Tony Sarg (inset) invented the ballons (seen here in 1930) that New Yorkers still enjoy today. (AP)

Balloons over Broadway

The True Story of the Puppeteer of Macy’s Parade

by Melissa Sweet

Houghton Mifflin

Showman Tony Sarg was already a renowned master puppeteer when he moved from London to New York. Almost immediately his amazing troupe of mechanical marionettes were a hit on Broadway.

His puppet shows were sellouts in the early 1920s, and he opened toy stores around the city.

“Dear Tony Sarg, Please send me one king, two princesses, three fairies and a Devil. I am sure that my father will pay for them. Also a dragon,” one hopeful boy wrote to the showman puppeteer.

R.H. Macy was so impressed, he hired Sarg to decorate his Herald Square store windows with holiday scenes using mechanized marionettes.

This collaboration would eventually lead to a New York Ctiy staple — the giant floating balloons of Macy’s Thanksgiving Day parade.

In the new children’s book “Balloons Over Broadway,” writer and illustrator Melissa Sweet tells the story of the “father of American puppetry” and creator of the Macy’s iconic balloons.

The idea of the parade was inspired in 1924 by the mostly immigrant staff that worked at the department store. Homesick during the winter holidays, R.H. Macy decided a parade would lift his employees’ spirits and they could show off their own traditional music and dance.

Sarg was hired to build horse-drawn floats.
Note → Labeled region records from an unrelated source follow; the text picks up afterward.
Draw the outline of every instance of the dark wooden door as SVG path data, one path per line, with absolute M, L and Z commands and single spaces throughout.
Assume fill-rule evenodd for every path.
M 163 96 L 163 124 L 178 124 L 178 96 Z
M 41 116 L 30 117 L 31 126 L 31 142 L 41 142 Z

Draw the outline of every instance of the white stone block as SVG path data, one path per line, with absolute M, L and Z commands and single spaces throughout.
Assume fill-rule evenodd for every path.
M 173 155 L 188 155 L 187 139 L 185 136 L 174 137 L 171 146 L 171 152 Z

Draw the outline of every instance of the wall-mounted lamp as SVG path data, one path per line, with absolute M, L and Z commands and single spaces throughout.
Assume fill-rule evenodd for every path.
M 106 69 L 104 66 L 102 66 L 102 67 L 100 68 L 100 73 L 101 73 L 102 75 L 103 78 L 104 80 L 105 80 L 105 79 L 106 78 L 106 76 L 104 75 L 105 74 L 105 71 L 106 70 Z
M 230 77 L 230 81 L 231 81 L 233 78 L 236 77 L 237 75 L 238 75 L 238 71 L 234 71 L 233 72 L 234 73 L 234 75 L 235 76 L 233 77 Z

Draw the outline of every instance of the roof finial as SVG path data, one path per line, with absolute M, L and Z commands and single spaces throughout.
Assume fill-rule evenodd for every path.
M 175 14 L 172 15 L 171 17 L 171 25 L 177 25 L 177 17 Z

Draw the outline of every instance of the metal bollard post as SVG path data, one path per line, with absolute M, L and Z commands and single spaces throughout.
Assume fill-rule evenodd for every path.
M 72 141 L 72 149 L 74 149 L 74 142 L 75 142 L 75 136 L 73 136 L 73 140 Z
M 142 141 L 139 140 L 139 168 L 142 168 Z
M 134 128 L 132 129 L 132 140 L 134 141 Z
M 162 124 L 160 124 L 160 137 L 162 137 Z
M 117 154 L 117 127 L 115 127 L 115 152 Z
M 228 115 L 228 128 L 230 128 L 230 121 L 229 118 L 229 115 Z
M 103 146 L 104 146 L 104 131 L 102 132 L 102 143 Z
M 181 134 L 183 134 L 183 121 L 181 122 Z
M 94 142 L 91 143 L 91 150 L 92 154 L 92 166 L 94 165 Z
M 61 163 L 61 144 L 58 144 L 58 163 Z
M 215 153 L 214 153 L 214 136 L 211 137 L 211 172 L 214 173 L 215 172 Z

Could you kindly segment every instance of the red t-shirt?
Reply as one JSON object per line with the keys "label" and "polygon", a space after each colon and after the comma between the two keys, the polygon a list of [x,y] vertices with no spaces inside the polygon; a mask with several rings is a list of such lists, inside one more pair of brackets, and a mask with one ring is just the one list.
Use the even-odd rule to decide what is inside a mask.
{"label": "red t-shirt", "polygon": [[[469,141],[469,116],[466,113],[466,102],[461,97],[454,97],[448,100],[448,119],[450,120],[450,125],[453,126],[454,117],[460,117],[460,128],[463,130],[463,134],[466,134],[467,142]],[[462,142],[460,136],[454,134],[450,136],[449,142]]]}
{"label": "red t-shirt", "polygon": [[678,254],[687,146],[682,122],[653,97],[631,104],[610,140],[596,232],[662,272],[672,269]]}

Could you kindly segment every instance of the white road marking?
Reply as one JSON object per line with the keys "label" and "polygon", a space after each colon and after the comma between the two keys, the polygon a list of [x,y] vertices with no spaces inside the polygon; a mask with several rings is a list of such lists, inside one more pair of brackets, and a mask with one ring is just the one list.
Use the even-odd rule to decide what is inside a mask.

He sculpted giant cartoonish papier-mâché heads for people to wear. A circus caravan of wild beasts from the Central Park Zoo were also part of the procession, but the animals frightened the kids and R.H. Macy had to figure out how to replace them.

He called Sarg to come up with a better idea.

Sarg’s blueprint was part-puppet, part-balloon made of rubber that could stand up to wind conditions. The inflated balloons would be held up on sticks and controlled by ground crews on the parade route from Harlem to Broadway, ending up in Herald Square.

He called the Goodyear rubber company in Ohio to make the 18-foot-high air balloons that he would attach together and paint. The first air balloons were Felix the Cat, a dog, a hummingbird and probably a tiger, Sweet says.

The crowds went wild. They had never seen anything like it before. Sarg realized he had to make the balloons bigger and be able to move, gesticulate and especially be easier to see by the growing yearly swells of delighted onlookers.

In 1928, he had Goodyear design the next generation of balloons, this time out of rubberized silk, stronger and lighter than rubber. Most importantly they would be filled with helium, so the balloons could rise and wobble in the air on ropes pulled by crews below — they even flew higher than they do now, Sweet says.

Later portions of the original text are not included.